Open Arms: domani Salvini al bunker di Palermo, l’accusa è di sequestro di persona/Adnkronos (2)

(Adnkronos) – Il giorno successivo, cioè il 10 agosto, la nave fece un altro soccorso. Questa volta vennero salvate altre 39 persone, e altre ancora vennero trasferite per motivi di salute. Il 12 agosto intervenne il tribunale dei minori di Palermo. Il giorno successivo i legali di Open Arms presentarono un ricorso al tribunale amministrativo del Lazio contro il decreto sicurezza bis. E il 14 agosto arrivò la decisione del Tar del Lazio che sospese il divieto di ingresso nelle acque territoriali italiane, accogliendo così il ricorso presentato dall’Ong spagnola. Nonostante ciò, però, la Open Arms non aveva ottenuto un porto di sbarco.
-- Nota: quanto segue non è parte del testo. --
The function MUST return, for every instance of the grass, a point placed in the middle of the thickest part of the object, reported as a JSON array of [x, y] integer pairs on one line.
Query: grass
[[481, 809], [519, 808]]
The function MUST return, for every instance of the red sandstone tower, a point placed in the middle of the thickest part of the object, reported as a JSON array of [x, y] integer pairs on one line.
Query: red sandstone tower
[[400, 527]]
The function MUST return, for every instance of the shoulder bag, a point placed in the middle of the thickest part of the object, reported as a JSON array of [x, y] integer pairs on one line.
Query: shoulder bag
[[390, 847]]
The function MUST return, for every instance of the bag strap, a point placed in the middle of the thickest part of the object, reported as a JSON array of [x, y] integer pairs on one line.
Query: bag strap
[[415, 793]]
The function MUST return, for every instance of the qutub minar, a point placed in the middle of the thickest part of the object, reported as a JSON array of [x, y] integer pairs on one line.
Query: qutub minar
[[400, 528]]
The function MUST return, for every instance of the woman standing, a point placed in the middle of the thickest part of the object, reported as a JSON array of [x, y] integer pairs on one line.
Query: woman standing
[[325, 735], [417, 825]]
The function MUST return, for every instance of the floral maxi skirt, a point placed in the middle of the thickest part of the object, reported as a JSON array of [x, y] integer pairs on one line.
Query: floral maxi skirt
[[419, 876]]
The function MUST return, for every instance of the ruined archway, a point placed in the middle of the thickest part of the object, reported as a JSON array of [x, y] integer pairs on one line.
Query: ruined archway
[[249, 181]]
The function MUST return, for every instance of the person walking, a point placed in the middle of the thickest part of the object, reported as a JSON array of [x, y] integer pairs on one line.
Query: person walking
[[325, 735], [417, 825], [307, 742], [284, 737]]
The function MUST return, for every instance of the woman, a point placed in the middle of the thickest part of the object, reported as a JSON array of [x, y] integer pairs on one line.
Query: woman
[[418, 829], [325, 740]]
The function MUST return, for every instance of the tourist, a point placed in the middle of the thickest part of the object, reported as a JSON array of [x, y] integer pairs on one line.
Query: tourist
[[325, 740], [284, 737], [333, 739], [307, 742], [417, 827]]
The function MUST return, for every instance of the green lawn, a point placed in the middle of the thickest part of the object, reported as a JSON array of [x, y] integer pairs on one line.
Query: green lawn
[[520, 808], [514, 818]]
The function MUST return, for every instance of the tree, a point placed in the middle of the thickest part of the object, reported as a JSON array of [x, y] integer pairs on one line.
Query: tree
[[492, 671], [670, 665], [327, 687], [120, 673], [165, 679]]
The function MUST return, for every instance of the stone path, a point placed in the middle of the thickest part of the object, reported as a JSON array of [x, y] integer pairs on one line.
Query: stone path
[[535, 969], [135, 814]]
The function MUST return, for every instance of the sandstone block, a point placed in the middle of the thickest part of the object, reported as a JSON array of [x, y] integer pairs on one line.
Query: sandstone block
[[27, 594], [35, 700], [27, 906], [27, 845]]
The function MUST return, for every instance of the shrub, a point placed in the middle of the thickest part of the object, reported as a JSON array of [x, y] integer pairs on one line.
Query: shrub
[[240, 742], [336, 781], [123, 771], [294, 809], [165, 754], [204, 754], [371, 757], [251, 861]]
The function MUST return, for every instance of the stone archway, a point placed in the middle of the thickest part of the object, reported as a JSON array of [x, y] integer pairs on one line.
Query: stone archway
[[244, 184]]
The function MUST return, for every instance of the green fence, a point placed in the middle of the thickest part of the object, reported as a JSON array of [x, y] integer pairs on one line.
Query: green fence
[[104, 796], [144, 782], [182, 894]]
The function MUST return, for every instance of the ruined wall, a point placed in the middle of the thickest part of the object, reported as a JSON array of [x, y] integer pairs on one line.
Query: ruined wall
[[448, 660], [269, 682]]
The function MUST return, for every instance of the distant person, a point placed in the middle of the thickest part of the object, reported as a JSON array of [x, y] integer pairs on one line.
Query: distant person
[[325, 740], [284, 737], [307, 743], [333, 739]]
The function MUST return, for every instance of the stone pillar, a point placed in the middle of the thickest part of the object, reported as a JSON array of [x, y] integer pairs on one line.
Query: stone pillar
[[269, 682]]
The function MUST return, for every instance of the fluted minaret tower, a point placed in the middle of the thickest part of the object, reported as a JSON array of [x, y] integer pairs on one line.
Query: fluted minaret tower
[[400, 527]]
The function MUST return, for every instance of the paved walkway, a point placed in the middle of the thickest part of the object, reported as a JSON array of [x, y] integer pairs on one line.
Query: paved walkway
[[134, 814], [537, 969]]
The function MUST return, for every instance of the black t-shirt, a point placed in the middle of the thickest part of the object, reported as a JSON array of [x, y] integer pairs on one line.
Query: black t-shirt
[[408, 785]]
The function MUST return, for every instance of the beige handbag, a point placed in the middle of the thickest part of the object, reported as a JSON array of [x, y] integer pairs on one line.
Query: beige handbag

Due giorni dopo, il 16 agosto, la ong presentò un ulteriore esposto alla procura di Agrigento per omissione di atti d’ufficio e altri reati. Ma nel frattempo sulla nave la situazione diventò incandescente e decine di migranti si gettarono in acqua per la disperazione.
Due soli bagni alla turca, giacigli sul ponte per 164 migranti salvati in zona Sar libica e costretti in “condizioni estreme”, follia e disperazione tanto da arrivare a gettarsi in mare nel tentativo di raggiungere la terraferma. Il 20 agosto era stato il Procuratore di Agrigento Luigi Patronaggio in persona a salire a bordo della nave, accompagnato da psicologi e medici. Trascorsero alcune ore e il magistrato decise di disporre lo sbarco e il sequestro preventivo d’urgenza della nave, ipotizzando il reato di abuso d’ufficio. Soltanto quel giorno le 83 persone rimaste a bordo riuscirono a toccare terra. “L’autorità pubblica aveva consapevolezza della situazione d’urgenza e il dovere di porvi fine ordinando lo sbarco delle persone”, scrisse il procuratore di Agrigento quando decise di intervenire ordinando il sequestro della nave e lo sbarco dei migranti. Quell’autorità pubblica era Matteo Salvini.
Due mesi dopo, nel novembre del 2019 venne iscritto nel registro degli indagati un nome: Matteo Salvini, che nel frattempo non era più ministro dell’Interno. L’accusa è pesante: sequestro di persona aggravato e omissione d’atti d’ufficio. Nel febbraio 2020 il tribunale dei ministri chiese al Senato l’autorizzazione a procedere. A maggio la Giunta per le immunità la respinse mentre l’Aula la approvò. E domani si va in aula. Ancora una volta, dopo Catania. Anche a Palermo.